Paralysis grips Newcastle as failed takeover leaves Mike Ashley and supporters in unhappy marriage

There is a willing buyer and an enthusiastic seller, but until the Premier League is satisfied – or forced to change its stance by legal action – the Saudi takeover cannot be concluded

Owner Mike Ashley watches Newcastle's defeat by Brighton in the stands at St James' Park
Owner Mike Ashley watches Newcastle's defeat by Brighton in the stands at St James' Park

It was not supposed to be like this for Newcastle United. In May and June, even though the country was locked down and in chaos, there was a cause for optimism on Tyneside. A takeover was in the offing at St James’ Park. Mike Ashley, the reviled owner, was heading towards the door.

As autumn’s chill deepens, there is little to look forward to in the north east. The sale of the club fell apart with the Premier League and the Saudi Arabian-funded, Amanda Staveley-led consortium that includes the Reuben brothers reaching an impasse over the owners’ and directors’ test. There are no other buyers on the horizon. A grim winter lies ahead for the supporters and Ashley. There is little to be positive about as coronavirus once again tightens its grip on the region.

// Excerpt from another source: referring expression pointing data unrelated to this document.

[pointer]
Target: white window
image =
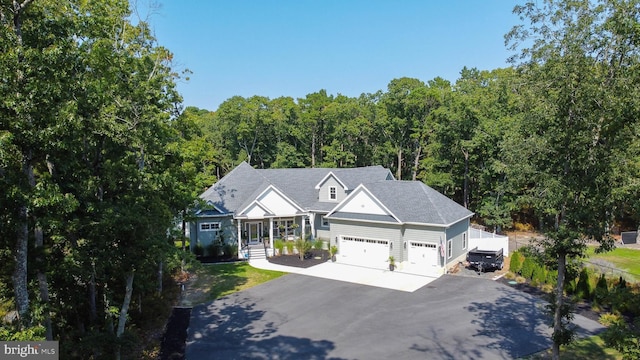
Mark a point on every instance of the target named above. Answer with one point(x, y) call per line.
point(209, 226)
point(333, 193)
point(284, 227)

The transfer window shuts on Monday, In early summer, fans imagined that the prospective new owners were ready to go on a spending spree. The desert nation’s Public Investment Fund (PIF), which supplied 80 per cent of the £300 million asking price, is estimated to have about £390 billion in assets. Although the Saudis viewed the potential acquisition of Newcastle as a business deal rather than a vanity buy, the new regime would have been looking to bring in bigger names than Callum Wilson and Jamal Lewis, bought for a total of £35 million from Bournemouth and Norwich City respectively. Both players represent good value but Geordies expected more exotic and glamorous recruits.

Gallowgate dreamers imagined a window more like Everton’s, with the sort of recruitment that opens up tantalising possibilities and delivers positive results. The disappointment hurts as much as anything. The promise of better times has been withdrawn.

For now, Ashely and the supporters are stuck with each other. It is a situation neither side wants. The SportsDirect tycoon is eager to get out. His problem is that there are lots of people across the world who want to own football clubs but very few who have the finances to turn desire into reality. PIF put money on the table and the 56-year-old was a Premier League rubberstamping away from banking the Saudi cash. He cannot afford to let the transaction die. Who knows when the next realistic investor will come along, especially in this Covid-19 ravaged economy.

Newcastle have taken three points from their first three games

The Premier League still requires further evidence that PIF is autonomous from the Saudi government. Both Ashely and the consortium believe enough proof of this has been provided. The 56-year-old has engaged two senior lawyers to act for him in the dispute with the ruling body. This signals that Ashley is not prepared to let the issue slide. The stalemate continues. It is unlikely to have a speedy ending.

“You know when the lawyers get involved that there’s no quick resolution,” a source close to the Staveley camp said. “If there is a solution, it’s a little way off.” Asked whether a solution exists, the individual concerned considered the question for a prolonged period and then answered in the affirmative although no details were provided about how the logjam might be bypassed.

The PIF-backed group withdrew from the sale process in July but have continued to maintain that the interest in completing the transaction remains strong. The Saudi investment fund’s representatives are notoriously inscrutable but contacts within the consortium claim that PIF are “determined” to pursue the purchase.

This is an unusual scenario with a willing buyer and an enthusiastic seller. Richard Masters, the chief executive of the Premier League, is in the middle. Until the ruling body is satisfied – or forced to change its stance by legal action – the deal will not be concluded.

Newcastle are in a state of paralysis. Fans can no longer direct their anger at Ashley. The owner has done everything they desired of him. Their mutual ire has turned in the direction of Masters and the league. On the pitch the team are in a holding pattern. Steve Bruce’s side look to be a cut above the relegation candidates but it is hard to see them cracking the top 10.  

Reality feels as cold and dark as winter nights on the banks of the Tyne but the takeover may have a twist or two yet. Newcastle’s new age is still some way off, though. The frustration is palpable because for once, Ashley and the fans want the same thing. Both are desperate to move on.